Sunday, October 9, 2011

From the Past to the Present

The history of the role of marriage explains the background to marrying for love. The introduction of Marriage, a History: How Love Conquered Marriage, Stephanie Coontz gives the general timeline of marriage from the Stone Age to today. 

In the Stone Age, marriage was instituted in order for men to protect women, which could also be viewed as man exploiting women as their property. In addition, marriage allowed groups to stay together as compared to diversely spread villages or towns. As civilizations became more complex and stratified, elites started hoarding resources and marriage became an economic exchange. This economic period in the 18th century led to marriages in which a wife supplied a dowry in order to suffice wealth in Europe. 

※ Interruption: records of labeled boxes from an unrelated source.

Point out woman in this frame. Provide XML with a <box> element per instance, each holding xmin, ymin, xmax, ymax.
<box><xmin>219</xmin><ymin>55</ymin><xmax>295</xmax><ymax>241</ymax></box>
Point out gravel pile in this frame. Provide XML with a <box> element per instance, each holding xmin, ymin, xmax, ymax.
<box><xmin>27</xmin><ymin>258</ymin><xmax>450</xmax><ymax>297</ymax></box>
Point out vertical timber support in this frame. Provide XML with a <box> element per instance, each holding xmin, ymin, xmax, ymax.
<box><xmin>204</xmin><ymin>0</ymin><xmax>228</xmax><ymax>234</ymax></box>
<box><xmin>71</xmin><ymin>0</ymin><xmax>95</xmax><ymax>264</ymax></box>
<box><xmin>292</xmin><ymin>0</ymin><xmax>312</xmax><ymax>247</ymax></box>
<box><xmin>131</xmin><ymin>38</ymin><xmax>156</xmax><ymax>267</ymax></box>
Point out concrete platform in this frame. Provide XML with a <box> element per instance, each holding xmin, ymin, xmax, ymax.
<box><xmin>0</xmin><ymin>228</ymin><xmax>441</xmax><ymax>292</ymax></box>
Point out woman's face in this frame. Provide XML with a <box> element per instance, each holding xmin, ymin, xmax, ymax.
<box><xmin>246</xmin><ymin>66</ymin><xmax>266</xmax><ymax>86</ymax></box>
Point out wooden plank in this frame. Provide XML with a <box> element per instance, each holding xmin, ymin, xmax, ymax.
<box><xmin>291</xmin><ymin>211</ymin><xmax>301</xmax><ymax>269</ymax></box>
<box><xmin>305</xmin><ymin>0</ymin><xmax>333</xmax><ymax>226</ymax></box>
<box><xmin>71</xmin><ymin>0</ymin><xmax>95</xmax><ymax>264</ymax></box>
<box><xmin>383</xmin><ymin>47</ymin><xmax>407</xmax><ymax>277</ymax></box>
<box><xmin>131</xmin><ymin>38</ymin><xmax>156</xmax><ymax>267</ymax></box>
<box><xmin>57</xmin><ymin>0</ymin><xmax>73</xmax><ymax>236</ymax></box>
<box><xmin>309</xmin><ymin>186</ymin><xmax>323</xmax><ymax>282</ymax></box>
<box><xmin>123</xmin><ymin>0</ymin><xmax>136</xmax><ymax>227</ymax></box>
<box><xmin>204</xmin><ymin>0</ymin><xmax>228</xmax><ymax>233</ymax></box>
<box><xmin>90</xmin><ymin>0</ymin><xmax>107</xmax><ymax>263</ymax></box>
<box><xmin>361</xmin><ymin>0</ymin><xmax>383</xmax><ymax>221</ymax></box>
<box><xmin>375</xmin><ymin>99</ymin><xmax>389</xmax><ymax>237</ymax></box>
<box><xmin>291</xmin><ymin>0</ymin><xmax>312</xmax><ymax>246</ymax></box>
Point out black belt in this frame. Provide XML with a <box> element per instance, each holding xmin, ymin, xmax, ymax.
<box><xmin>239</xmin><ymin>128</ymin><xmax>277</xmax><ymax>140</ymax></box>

Through this time falling in love existed, but marriage was not about love it was more about match-making, the ability to live with your partner. Although in Western Europe and North American in the 18th century marriage became free choice and marrying for love intertwined into the culture. 

Next century, men became the providers for the family and women became the nurturers. (This ideal has been targeted now in the infamous phrase, “Make me a sandwich.”) Then in the 1950’s an eclectic approach to marriage was established as individuals began to take into account personal life ideals and ideals of love match and lifelong intimacy. Along with these positive ideals and aspirations by couples came dreadful divorces, when dreams were met with imperfections.

 In the 1970’s, couples couldn’t afford fanciful dreams of romantic love and personal fulfillment. Slowly but surely from marriage being a sort of ownership until marrying solely for love in the 21st century, we now expect a “love-based male bread winner marriage with ideals of lifelong monogamy and intimacy.” This romantic, dependent marriage in which the couple separates themselves from society in order to blossom a family and survive causes a challenge within marriages which often leads to divorces.


Coontz, Stephanie. Marriage, A History. New York: Penguin Group, 2005. 1-9. Print.